Addition of Predicate-based findIndex and findLastIndex methods to java.util.List
-
liangchenblue at gmail.com
Sat Apr 20 07:34:19 UTC 2024
Hi Rotan',
Interface methods are both exposed to callers and to implementations. Is
there any scenario where the implementation can be more efficient than the
stream/gatherer scanning approach?
indexOf or lastIndexOf may be faster if a list has some tricks like a
hashmap to quickly look up the index of an item. In contrast, the predicate
looks too generic and barely optimizable by list implementations; even if
we can stream in parallel, this is already covered by the stream API, so we
can simply declare a Gatherer to perform this findIndex operation on a
stream of elements (also note that a list can be reversed with
List::reversed() since JDK 21, so the same Gatherer can be reused for
findLastIndex)
I think if there is no scenario where implementation can do better with
findIndex, the findIndex should become a Gatherer, which has better
compatibility.
Best,
Chen Liang
On Fri, Apr 19, 2024 at 8:51 PM ІП-24 Олександр Ротань <
rotan.olexandr at gmail.com> wrote:
> Turned out this whole time I was only replying to David. I have to thank
> him for his patience explaining me how this whole mailing thing work.
>
> To summarize what has been missed out, besides what have you seen in
> quotes.
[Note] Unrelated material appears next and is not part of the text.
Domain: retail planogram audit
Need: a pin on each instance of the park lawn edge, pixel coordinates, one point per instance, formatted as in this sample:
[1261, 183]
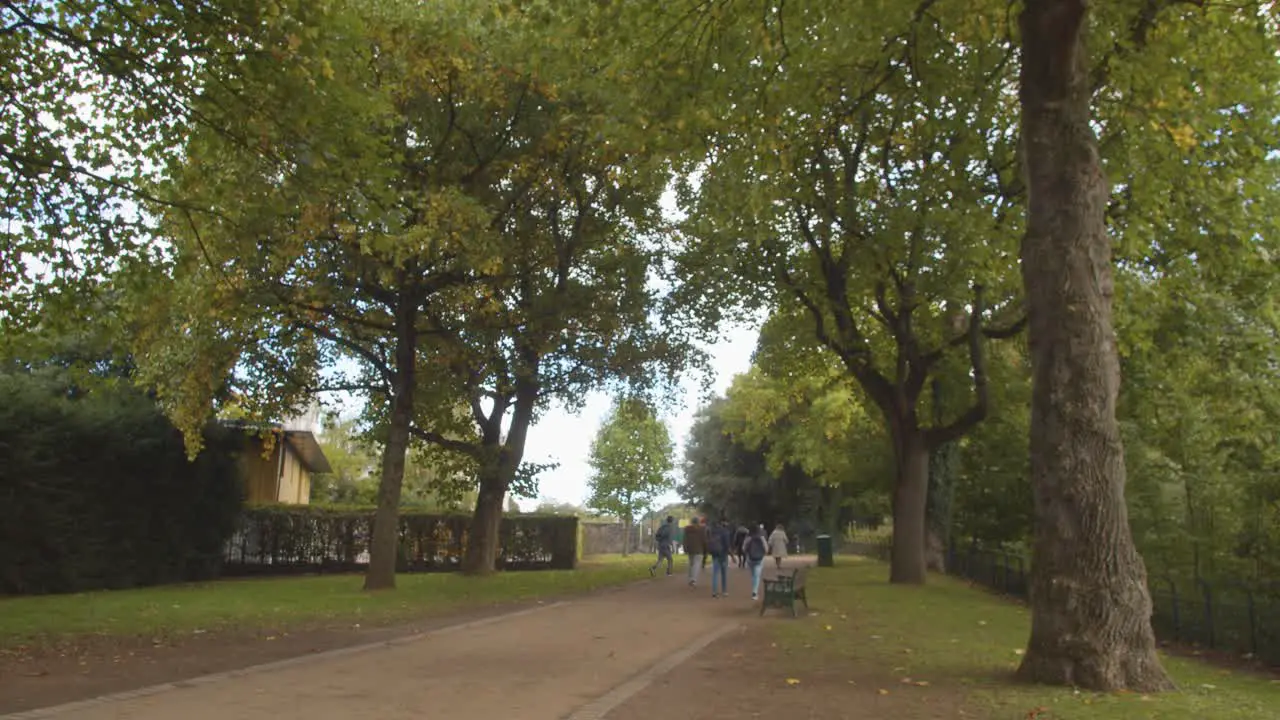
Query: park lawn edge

I have pointed out that, while flexibility and simplicity is
> important, the main reason why I have decided to propose this feature is to
> enhance developer experience.
>
> I know that conciseness is not a main goal of Java, and therefore my
> proposal is kind of contradicts the general direction of development of
> Java as language, but my desire to make Java more user friendly is based on
> personal experience of introducing fresh devs or switchers to java and
> their feedback. Therefore, while it is not a priority for community, I
> really hope you guys don't mind me working at a backrank of Java making it
> a bit prettier.
>
> On Sat, Apr 20, 2024, 02:56 David Alayachew <davidalayachew at gmail.com>
> wrote:
>
>> > That was what i referred to as "Map-solvable" problems,
>> > but if this way of doing it is a thing, then I agree with
>> > the point.
>>
>> Doing it the Map way would not only be slower, but it would force you to
>> include more concepts than you need. Your identifier is your index.
>> Lists/arrays have index. Bringing a map in only complicates things.
>>
>> As for the rest of your response, I think I understand the trouble here.
>> You put it best when you said that you are introducing this feature with
>> the intent of improving the developer experience, specifically through
>> making code more concise.
>>
>> I can understand that goal, and it is a good goal to strive for, but
>> conciseness is one of the last things Java aims to provide as a language or
>> through its standard library. I won't tell you not to do it, but I will
>> tell you that there will be significant push back from folks here, and for
>> good reason -- conciseness is not the priority here at Java. At Java, the
>> lack of conciseness is not a weakness. Sure, unneeded verbosity can be a
>> weakness, but the solution I suggested above is basically the tempo that
>> Java strives for -- compose simple concepts so that you can create what you
>> need.
>>
>> All of that is to say, you have made your point clear. You goal is
>> conciseness and ease of access. Understanding that, it's clear that my
>> solution is not concise enough to meet that goal, so I won't push it
>> further.
>>
>> On Fri, Apr 19, 2024 at 7:26 PM ІП-24 Олександр Ротань <
>> rotan.olexandr at gmail.com> wrote:
>>
>>> " 1. Fetching data from same-sized lists -- This is a trick from
>>> Data-Oriented Design (not to be confused with Data-Oriented Programming)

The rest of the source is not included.